It’s a very strange time. On the one hand, we have theand extreme political and societal unrest. In many ways (I’m looking at you, Facebook), the internet hasn’t helped and has instead fanned the flames. But the internet is also making it possible for many of us to make it through this dumpster fire of a year with a degree of moderate success.
One area where the internet is enabling and empowering is education. Last week, we showed some of the best learning management systems that allow universities, colleges, businesses, and organizations to manage the process of learning, from attendance to grading to interacting with students. That was essentially about how to manage the process of learning.
This article is about the learning itself. Below, we spotlight a baker’s dozen of online learning platforms. There are literally hundreds of these things out there — online services with large libraries of instructional material. Rather than try to present to you an exhaustive list, we decided to touch on some of the best and most representative of a wide variety of services and platforms.

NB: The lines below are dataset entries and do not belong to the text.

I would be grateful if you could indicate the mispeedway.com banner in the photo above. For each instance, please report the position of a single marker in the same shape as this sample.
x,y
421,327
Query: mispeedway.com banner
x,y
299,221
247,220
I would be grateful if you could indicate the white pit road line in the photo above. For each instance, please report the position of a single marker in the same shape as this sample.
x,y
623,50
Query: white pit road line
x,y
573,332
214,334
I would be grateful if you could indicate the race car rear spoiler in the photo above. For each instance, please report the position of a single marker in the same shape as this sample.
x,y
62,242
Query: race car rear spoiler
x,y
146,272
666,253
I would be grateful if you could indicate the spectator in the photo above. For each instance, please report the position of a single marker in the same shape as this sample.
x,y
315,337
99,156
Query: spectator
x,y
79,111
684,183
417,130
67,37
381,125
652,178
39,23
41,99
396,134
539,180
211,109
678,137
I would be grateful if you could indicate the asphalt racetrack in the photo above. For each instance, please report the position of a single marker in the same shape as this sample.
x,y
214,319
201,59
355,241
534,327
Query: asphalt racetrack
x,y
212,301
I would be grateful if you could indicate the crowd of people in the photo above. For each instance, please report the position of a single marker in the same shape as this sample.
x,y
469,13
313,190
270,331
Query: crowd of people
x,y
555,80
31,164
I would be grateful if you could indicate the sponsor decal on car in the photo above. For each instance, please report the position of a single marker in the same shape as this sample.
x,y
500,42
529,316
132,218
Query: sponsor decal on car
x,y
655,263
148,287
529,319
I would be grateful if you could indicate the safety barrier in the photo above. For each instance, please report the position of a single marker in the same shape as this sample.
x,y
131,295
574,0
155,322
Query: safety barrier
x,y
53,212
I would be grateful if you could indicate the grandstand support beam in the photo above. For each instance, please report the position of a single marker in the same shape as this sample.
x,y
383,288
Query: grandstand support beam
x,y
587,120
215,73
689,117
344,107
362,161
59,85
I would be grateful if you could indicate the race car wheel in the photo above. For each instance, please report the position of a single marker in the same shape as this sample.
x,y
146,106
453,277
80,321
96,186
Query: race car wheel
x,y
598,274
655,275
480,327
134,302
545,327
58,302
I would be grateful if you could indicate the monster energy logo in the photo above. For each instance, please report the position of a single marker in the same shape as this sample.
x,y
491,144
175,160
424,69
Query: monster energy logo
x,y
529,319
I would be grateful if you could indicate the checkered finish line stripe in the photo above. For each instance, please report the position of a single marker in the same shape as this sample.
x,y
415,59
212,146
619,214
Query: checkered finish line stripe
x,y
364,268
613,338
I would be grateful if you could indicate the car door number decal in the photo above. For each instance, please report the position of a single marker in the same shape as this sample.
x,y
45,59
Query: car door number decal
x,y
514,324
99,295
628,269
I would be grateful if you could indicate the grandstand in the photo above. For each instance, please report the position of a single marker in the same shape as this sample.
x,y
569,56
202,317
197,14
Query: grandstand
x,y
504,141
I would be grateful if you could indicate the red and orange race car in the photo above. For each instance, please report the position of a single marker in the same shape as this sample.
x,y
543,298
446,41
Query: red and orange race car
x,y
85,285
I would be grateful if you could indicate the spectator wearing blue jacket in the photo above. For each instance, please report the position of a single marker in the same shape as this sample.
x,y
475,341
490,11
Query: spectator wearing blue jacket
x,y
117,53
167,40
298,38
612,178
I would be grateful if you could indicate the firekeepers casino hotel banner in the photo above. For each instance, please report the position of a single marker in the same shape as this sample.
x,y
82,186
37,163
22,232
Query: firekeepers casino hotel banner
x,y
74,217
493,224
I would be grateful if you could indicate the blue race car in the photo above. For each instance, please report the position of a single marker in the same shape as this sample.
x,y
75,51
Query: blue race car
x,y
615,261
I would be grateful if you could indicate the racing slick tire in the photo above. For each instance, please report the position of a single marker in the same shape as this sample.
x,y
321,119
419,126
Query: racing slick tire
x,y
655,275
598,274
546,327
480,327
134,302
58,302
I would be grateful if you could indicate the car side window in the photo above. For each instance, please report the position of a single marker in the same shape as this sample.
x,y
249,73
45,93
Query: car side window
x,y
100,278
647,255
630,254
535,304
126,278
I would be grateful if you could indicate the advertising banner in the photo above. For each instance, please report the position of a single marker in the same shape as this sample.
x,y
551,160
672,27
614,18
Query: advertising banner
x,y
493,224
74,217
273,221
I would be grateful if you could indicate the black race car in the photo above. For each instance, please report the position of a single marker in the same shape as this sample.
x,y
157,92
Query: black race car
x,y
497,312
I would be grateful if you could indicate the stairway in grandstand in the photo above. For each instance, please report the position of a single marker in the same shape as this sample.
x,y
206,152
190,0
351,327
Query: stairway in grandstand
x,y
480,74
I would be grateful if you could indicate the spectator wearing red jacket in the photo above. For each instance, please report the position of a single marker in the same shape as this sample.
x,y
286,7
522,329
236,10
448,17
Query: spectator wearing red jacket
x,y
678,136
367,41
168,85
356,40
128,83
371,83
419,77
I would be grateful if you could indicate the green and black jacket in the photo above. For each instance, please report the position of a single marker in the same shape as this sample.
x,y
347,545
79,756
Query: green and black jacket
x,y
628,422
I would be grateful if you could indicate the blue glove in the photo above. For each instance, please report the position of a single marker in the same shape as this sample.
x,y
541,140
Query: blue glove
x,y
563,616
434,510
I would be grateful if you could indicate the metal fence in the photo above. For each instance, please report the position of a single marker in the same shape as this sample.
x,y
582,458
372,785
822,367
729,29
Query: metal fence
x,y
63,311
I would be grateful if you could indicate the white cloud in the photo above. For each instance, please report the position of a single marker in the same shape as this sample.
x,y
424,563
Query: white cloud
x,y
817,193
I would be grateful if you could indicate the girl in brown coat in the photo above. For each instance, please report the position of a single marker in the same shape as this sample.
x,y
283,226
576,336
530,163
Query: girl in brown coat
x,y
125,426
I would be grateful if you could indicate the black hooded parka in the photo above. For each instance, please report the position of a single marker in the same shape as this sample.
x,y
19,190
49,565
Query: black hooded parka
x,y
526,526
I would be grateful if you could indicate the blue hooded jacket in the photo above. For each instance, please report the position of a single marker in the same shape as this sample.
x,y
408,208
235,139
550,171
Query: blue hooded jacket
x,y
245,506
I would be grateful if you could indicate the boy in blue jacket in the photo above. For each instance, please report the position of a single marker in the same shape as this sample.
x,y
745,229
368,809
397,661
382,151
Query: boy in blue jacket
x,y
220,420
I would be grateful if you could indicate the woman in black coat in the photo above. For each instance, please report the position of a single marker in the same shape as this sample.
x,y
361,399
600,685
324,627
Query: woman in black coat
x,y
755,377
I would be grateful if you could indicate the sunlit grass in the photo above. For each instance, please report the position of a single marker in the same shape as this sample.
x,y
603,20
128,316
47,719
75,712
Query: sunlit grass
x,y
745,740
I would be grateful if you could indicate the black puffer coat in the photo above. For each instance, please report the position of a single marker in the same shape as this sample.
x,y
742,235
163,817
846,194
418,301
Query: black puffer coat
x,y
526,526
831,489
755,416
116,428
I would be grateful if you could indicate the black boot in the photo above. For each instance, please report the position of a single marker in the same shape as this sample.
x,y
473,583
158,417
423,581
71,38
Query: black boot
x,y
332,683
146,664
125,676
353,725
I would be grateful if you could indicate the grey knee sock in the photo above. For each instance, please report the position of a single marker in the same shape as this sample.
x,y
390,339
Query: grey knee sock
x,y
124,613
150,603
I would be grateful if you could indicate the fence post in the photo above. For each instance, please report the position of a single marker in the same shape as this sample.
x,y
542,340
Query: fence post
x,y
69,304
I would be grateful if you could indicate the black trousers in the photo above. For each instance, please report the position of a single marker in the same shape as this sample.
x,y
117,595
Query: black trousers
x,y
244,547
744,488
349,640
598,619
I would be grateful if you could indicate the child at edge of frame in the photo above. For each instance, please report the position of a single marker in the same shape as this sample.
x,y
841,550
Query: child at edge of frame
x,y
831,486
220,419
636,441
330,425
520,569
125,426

Speaking personally, I’ve been an avid consumer of online learning resources since online learning began. Back in the dark ages when I studied for my engineering degree, we didn’t have anything resembling the internet. But the library had a large collection of videotaped courses (on reel-to-reel tape!), and I found myself watching as many courses as I could, on top of my regular course load. When online video became practical, services like Lynda.com started to flourish, and I was there as well.
Back then, the online learning platforms tended to sell courses a la carte. Today, most online learning platforms sell all their courses for a single monthly fee, which means it’s now possible to subscribe to a few services and have access to more educational resources than you can possibly consume in a lifetime.
I hope the availability of all this amazing information excites you as much as I do. We may live in a world where there’s a pandemic but also where vast sources of knowledge are a click away — and some are even free.
From 1995 to 2017, LinkedIn Learning was known as Lynda.com, named after its founder, Lynda Weinman. I’m starting with LinkedIn Learning because so many of us have taken courses from Lynda.com over the years. In 2015, LinkedIn (then a standalone company) bought Lynda.com. A year later, Microsoft bought Linkedin.
LinkedIn Learning leans heavily into technical and web development topics. The company reports over 600 coding courses, and a total of more than 2,100 courses on the topics of design, web development, and photography. The company also offers more than 1,200 business-related courses.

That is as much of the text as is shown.